In anticipation of passage, Sen. Rubio appeared to dispel concerns that companies would be caught off-guard by the ban on the importation of certain goods from the XUAR. “Many companies have already taken steps to clean up their supply chains, and, frankly, they should have no concerns about this law. Yet for those that have not done that, they will no longer be able to continue to make Americans—every one of us, frankly—unwitting accomplices in the atrocities and genocide that are being committed by the Chinese Communist Party.”

When the bill was debated in the Senate earlier in the week, Senator Rubio remarked on the supply chain aspect of the problem of slave labor as detailed by a New York Times report. Said Sen. Rubio: “I think it is also appalling that it reveals the level of dependence this country has and the need we have to rebuild our industrial base in this country and in allied nations. It is appalling because it is a fact that we are so dependent on China in our supply chain, that many have asked us to look the other way, to not complain about this, to not pass a bill about this because it would disrupt supply chains, when what they really mean is it would disrupt the bottom line, their profits.”

Likewise, Sen. Jeff Merkley (D-Ore) reached a similar conclusion: “Behind those fancy performances in the opening ceremonies [referring to the upcoming Olympic Winter Games to be held in China and for which the Biden administration has issued a diplomatic boycott], there is a very, very ugly truth. That ugly truth is that the Chinese Government is committing genocide against the Uighur population. More than a million Uighurs are enslaved, and they are enslaved to produce products for the world for the profit of China.” Senator Merkley then explained the purpose of the legislation. “And I don’t think anyone in America wants us to be complicit in genocide by buying these products. That is what this bill is all about,” said Sen. Merkley.

Earlier version had SEC disclosure provision. The original House version of the Uyghur Forced Labor Prevention Act contained a securities disclosure provision that resembled the existing Iran sanctions notice disclosure provision contained in Exchange Act Section 13(r). Specifically, the bill would have required a company subject to SEC reporting requirements to disclose in an annual or quarterly report certain information if it knowingly engaged in an activity with an entity or the entity’s affiliate that, in turn, had engaged in specified activities, including the provision of technical assistance for mass population surveillance in the XUAR or the building and running of detention facilities in the XUAR. A company that engaged with such entities would then have had to disclose a detailed description of: (1) the nature and extent of the activity; (2) gross revenues and net profits attributable to the activity; and (3) whether the company intended to continue the activity. Exceptions to the disclosure requirement existed for the importation of certain manufactured goods that originated in the XUAR (i.e., electronics, food products, textiles, shoes, and teas) and for manufactured goods that contain materials originated or sourced in the XUAR.
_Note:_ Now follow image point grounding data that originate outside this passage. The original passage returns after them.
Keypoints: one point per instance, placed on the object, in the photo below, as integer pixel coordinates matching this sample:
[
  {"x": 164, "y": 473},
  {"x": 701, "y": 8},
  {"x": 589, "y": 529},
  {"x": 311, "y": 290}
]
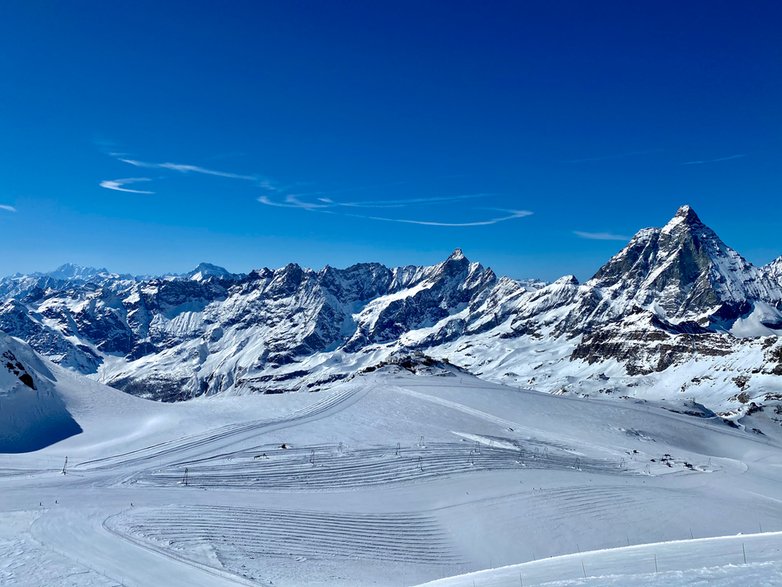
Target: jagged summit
[
  {"x": 74, "y": 271},
  {"x": 293, "y": 328},
  {"x": 457, "y": 254},
  {"x": 687, "y": 213},
  {"x": 684, "y": 270},
  {"x": 207, "y": 270}
]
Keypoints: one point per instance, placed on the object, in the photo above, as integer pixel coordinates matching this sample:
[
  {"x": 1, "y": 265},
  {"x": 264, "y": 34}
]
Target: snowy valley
[{"x": 376, "y": 426}]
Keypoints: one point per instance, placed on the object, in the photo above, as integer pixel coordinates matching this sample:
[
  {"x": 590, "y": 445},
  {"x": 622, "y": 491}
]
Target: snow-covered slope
[
  {"x": 393, "y": 478},
  {"x": 32, "y": 412},
  {"x": 673, "y": 295}
]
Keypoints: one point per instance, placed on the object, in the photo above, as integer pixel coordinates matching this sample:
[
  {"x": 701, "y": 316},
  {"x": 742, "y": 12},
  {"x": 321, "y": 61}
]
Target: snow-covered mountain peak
[
  {"x": 686, "y": 272},
  {"x": 774, "y": 270},
  {"x": 458, "y": 254},
  {"x": 206, "y": 270},
  {"x": 73, "y": 271},
  {"x": 684, "y": 215}
]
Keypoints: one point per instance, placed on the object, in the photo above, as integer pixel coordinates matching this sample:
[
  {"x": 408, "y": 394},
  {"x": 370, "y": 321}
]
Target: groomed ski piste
[{"x": 392, "y": 478}]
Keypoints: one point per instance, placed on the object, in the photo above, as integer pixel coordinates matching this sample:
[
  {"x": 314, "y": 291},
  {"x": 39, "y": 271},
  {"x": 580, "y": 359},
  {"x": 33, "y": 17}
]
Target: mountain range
[{"x": 675, "y": 314}]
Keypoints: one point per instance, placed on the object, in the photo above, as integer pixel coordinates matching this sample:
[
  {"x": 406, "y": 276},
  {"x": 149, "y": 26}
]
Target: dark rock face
[
  {"x": 670, "y": 293},
  {"x": 15, "y": 367}
]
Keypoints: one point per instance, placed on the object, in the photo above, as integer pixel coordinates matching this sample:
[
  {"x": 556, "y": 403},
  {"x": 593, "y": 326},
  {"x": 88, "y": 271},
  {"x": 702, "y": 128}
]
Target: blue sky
[{"x": 147, "y": 136}]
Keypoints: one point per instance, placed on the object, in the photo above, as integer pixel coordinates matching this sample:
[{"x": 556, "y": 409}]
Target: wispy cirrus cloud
[
  {"x": 510, "y": 215},
  {"x": 279, "y": 196},
  {"x": 323, "y": 203},
  {"x": 118, "y": 185},
  {"x": 717, "y": 160},
  {"x": 186, "y": 168},
  {"x": 601, "y": 236},
  {"x": 330, "y": 206}
]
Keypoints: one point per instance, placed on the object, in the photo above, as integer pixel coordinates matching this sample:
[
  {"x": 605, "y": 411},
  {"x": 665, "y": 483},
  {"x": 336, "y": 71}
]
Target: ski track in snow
[{"x": 482, "y": 476}]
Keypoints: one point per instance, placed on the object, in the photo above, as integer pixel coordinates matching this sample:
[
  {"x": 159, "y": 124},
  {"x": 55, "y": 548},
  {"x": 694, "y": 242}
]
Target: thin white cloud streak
[
  {"x": 616, "y": 156},
  {"x": 185, "y": 168},
  {"x": 512, "y": 215},
  {"x": 601, "y": 236},
  {"x": 117, "y": 185},
  {"x": 718, "y": 159},
  {"x": 295, "y": 201}
]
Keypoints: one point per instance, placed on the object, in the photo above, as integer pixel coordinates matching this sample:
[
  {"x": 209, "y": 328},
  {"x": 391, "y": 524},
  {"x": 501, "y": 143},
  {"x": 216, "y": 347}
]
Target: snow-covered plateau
[{"x": 440, "y": 425}]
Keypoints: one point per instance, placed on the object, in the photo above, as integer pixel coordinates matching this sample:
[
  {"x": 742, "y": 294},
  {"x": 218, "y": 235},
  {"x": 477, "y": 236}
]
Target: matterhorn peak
[{"x": 686, "y": 216}]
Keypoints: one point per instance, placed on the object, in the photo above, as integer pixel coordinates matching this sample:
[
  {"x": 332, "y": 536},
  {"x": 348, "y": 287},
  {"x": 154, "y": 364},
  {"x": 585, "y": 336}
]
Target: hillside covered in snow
[{"x": 675, "y": 314}]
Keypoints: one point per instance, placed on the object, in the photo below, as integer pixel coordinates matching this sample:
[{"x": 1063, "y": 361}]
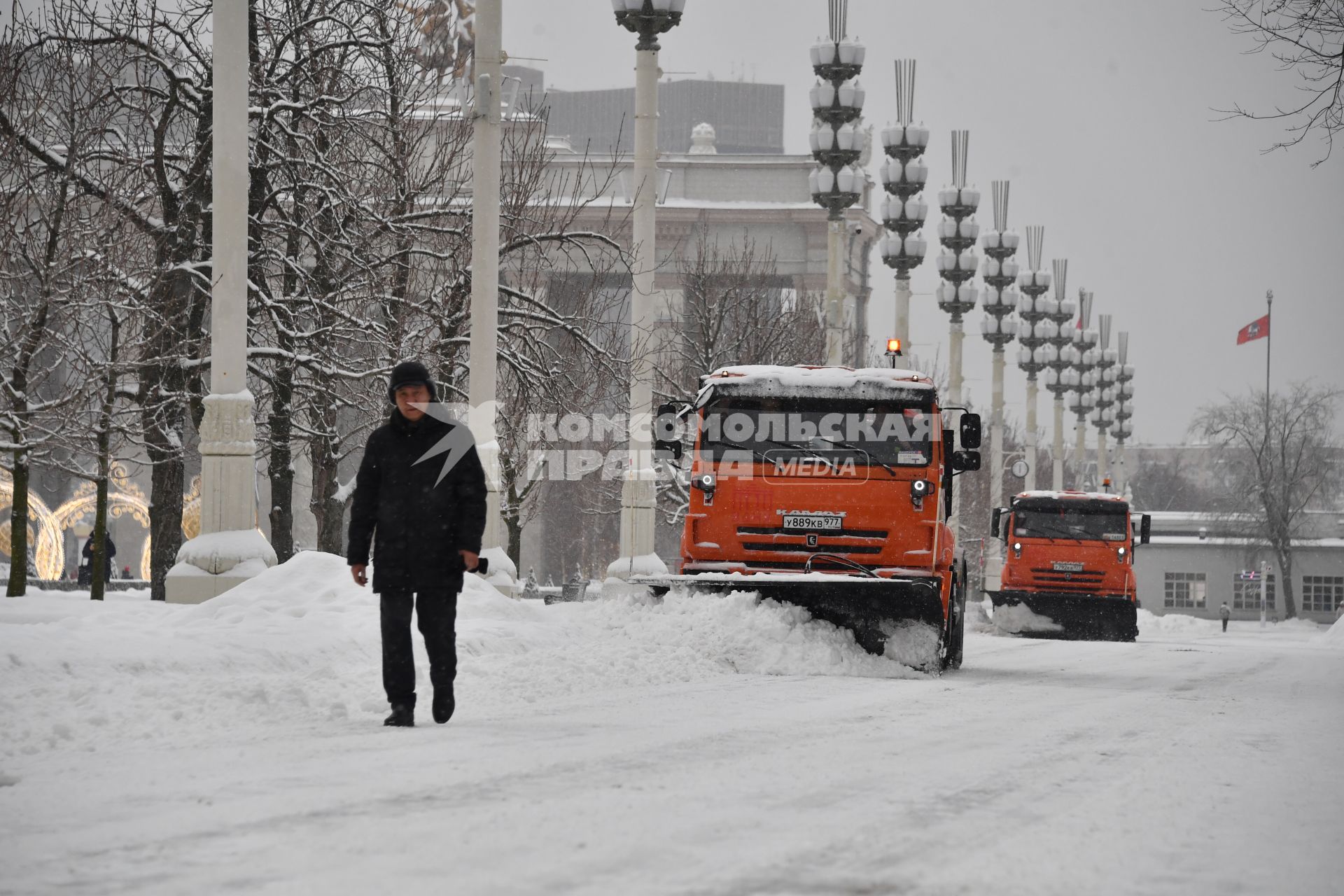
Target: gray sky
[{"x": 1100, "y": 113}]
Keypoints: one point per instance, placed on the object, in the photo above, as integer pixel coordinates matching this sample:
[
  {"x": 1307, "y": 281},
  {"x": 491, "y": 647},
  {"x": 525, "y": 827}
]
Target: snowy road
[{"x": 1190, "y": 762}]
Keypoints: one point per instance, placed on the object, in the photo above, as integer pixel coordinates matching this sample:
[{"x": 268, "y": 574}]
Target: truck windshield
[
  {"x": 864, "y": 431},
  {"x": 1070, "y": 523}
]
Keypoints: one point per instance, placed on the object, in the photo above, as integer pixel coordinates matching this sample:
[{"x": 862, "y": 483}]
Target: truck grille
[
  {"x": 799, "y": 533},
  {"x": 823, "y": 546},
  {"x": 1046, "y": 575}
]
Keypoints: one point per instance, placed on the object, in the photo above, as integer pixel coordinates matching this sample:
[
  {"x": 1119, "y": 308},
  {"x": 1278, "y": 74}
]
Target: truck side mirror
[
  {"x": 666, "y": 437},
  {"x": 965, "y": 461},
  {"x": 971, "y": 431}
]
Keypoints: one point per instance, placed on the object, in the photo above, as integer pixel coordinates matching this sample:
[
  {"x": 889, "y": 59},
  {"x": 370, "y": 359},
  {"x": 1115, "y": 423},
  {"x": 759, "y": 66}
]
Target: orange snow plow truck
[
  {"x": 828, "y": 488},
  {"x": 1069, "y": 566}
]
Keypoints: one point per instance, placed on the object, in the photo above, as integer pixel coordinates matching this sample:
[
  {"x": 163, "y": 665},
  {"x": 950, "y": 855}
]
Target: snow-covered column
[
  {"x": 486, "y": 279},
  {"x": 1081, "y": 378},
  {"x": 1059, "y": 356},
  {"x": 230, "y": 548},
  {"x": 1035, "y": 331},
  {"x": 1124, "y": 412},
  {"x": 904, "y": 211},
  {"x": 648, "y": 19},
  {"x": 836, "y": 144},
  {"x": 1104, "y": 415}
]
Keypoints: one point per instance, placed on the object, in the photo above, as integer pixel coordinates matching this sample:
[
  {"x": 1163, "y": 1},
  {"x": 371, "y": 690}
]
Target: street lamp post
[
  {"x": 230, "y": 548},
  {"x": 999, "y": 328},
  {"x": 836, "y": 144},
  {"x": 1034, "y": 332},
  {"x": 1081, "y": 381},
  {"x": 1124, "y": 410},
  {"x": 958, "y": 262},
  {"x": 648, "y": 19},
  {"x": 483, "y": 360},
  {"x": 1102, "y": 415},
  {"x": 904, "y": 178},
  {"x": 1058, "y": 359}
]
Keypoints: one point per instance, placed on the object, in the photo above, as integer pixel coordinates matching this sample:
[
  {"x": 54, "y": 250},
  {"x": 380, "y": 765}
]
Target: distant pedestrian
[{"x": 425, "y": 524}]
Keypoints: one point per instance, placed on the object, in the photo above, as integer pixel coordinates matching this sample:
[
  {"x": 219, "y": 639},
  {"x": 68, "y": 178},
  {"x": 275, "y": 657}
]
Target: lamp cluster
[
  {"x": 836, "y": 105},
  {"x": 648, "y": 19}
]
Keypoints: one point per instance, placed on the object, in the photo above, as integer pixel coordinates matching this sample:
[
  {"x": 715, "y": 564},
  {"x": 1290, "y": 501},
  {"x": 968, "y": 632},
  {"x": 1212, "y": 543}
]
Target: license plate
[{"x": 811, "y": 522}]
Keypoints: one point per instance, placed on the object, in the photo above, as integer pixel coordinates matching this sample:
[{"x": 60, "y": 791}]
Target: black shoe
[
  {"x": 444, "y": 706},
  {"x": 403, "y": 716}
]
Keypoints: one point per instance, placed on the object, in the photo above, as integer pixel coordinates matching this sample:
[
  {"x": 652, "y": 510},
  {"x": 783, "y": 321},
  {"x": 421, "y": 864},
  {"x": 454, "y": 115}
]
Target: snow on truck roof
[
  {"x": 1069, "y": 495},
  {"x": 806, "y": 381}
]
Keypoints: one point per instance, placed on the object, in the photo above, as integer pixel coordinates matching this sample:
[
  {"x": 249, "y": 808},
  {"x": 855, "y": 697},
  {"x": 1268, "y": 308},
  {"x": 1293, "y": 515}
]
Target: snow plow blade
[
  {"x": 1066, "y": 615},
  {"x": 872, "y": 608}
]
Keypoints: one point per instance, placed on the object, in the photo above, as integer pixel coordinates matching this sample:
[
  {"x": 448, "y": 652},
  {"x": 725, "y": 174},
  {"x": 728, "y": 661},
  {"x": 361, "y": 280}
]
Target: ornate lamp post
[
  {"x": 1032, "y": 332},
  {"x": 836, "y": 144},
  {"x": 904, "y": 178},
  {"x": 1058, "y": 360},
  {"x": 1124, "y": 410},
  {"x": 1102, "y": 415},
  {"x": 958, "y": 262},
  {"x": 648, "y": 19},
  {"x": 222, "y": 555},
  {"x": 1000, "y": 276},
  {"x": 1081, "y": 379}
]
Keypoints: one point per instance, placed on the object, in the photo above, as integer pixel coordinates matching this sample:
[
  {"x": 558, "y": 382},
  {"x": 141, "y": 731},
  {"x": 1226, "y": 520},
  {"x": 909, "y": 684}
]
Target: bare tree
[
  {"x": 1306, "y": 36},
  {"x": 736, "y": 309},
  {"x": 1280, "y": 458}
]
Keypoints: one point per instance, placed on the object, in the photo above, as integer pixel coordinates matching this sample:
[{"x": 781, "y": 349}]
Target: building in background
[{"x": 1194, "y": 561}]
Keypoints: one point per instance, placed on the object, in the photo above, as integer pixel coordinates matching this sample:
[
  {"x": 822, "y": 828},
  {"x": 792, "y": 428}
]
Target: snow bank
[
  {"x": 1334, "y": 637},
  {"x": 299, "y": 645},
  {"x": 1018, "y": 618}
]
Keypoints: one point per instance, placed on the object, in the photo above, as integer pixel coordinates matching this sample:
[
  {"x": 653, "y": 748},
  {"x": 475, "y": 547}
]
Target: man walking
[{"x": 425, "y": 516}]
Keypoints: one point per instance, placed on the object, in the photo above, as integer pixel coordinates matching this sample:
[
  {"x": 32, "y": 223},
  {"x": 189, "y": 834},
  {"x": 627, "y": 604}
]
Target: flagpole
[{"x": 1269, "y": 344}]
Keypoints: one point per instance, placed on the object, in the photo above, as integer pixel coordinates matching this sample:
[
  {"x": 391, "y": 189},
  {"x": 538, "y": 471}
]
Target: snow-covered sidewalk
[{"x": 698, "y": 745}]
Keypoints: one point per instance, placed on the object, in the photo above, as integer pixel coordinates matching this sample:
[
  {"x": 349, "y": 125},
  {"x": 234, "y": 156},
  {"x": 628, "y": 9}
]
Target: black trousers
[{"x": 437, "y": 617}]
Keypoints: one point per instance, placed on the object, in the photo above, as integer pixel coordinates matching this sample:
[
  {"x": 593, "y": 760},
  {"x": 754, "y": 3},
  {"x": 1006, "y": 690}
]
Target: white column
[
  {"x": 1057, "y": 480},
  {"x": 1081, "y": 453},
  {"x": 1102, "y": 470},
  {"x": 486, "y": 280},
  {"x": 638, "y": 491},
  {"x": 835, "y": 293},
  {"x": 993, "y": 548},
  {"x": 902, "y": 331},
  {"x": 230, "y": 548},
  {"x": 1032, "y": 390},
  {"x": 1120, "y": 466},
  {"x": 956, "y": 335}
]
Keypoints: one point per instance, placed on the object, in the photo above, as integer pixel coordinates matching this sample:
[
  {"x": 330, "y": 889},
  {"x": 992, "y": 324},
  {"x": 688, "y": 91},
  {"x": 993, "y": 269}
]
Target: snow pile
[
  {"x": 1334, "y": 637},
  {"x": 299, "y": 645},
  {"x": 1018, "y": 618},
  {"x": 1175, "y": 624}
]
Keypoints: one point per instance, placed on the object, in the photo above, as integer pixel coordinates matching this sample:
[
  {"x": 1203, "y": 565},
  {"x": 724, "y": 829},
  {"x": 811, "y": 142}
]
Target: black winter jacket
[{"x": 417, "y": 527}]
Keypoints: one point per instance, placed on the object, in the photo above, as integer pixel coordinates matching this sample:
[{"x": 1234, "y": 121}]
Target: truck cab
[
  {"x": 832, "y": 475},
  {"x": 1069, "y": 559}
]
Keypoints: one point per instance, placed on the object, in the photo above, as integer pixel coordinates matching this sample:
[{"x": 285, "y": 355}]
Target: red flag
[{"x": 1256, "y": 330}]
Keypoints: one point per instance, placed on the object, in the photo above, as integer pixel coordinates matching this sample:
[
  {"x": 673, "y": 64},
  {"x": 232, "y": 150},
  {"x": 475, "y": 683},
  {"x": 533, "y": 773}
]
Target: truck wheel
[{"x": 956, "y": 634}]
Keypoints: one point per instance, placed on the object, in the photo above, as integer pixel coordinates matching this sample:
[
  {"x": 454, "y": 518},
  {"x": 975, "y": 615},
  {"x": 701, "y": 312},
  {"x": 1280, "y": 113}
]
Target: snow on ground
[{"x": 694, "y": 745}]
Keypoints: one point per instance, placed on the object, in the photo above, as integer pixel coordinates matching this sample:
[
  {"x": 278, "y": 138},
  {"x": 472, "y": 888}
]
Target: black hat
[{"x": 410, "y": 374}]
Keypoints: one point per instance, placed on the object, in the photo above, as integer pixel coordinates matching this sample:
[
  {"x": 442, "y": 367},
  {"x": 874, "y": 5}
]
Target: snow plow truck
[
  {"x": 1069, "y": 566},
  {"x": 828, "y": 488}
]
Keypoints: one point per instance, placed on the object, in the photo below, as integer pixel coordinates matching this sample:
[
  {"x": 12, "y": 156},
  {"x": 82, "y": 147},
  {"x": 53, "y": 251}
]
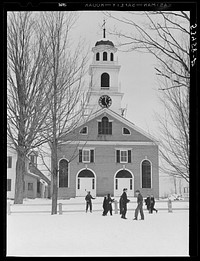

A company that made the required disclosure report also would have had to separately file a notice with the SEC that the disclosure had been made, similar to the Iran notice companies already file on EDGAR. The SEC then would have transmitted the report to the president and Congress and make the information in the disclosure and notice publicly available on the SEC’s website. The president would then have had to determine if an investigation for possible imposition of sanctions is appropriate or whether a criminal investigation is warranted.

A policy statement in the House version of the bill provided that it is U.S. policy to protect American investors regarding the presence in U.S. markets of Chinese and other companies that are complicit in gross violations of human rights. A findings section in the House bill stated that, since 2017, China has arbitrarily detained up to 1.8 million Uyghurs, Kazakhs, Kyrgyz, and members of other Muslim minority groups in internment camps where these persons are subjected to forced labor and other human rights abuses.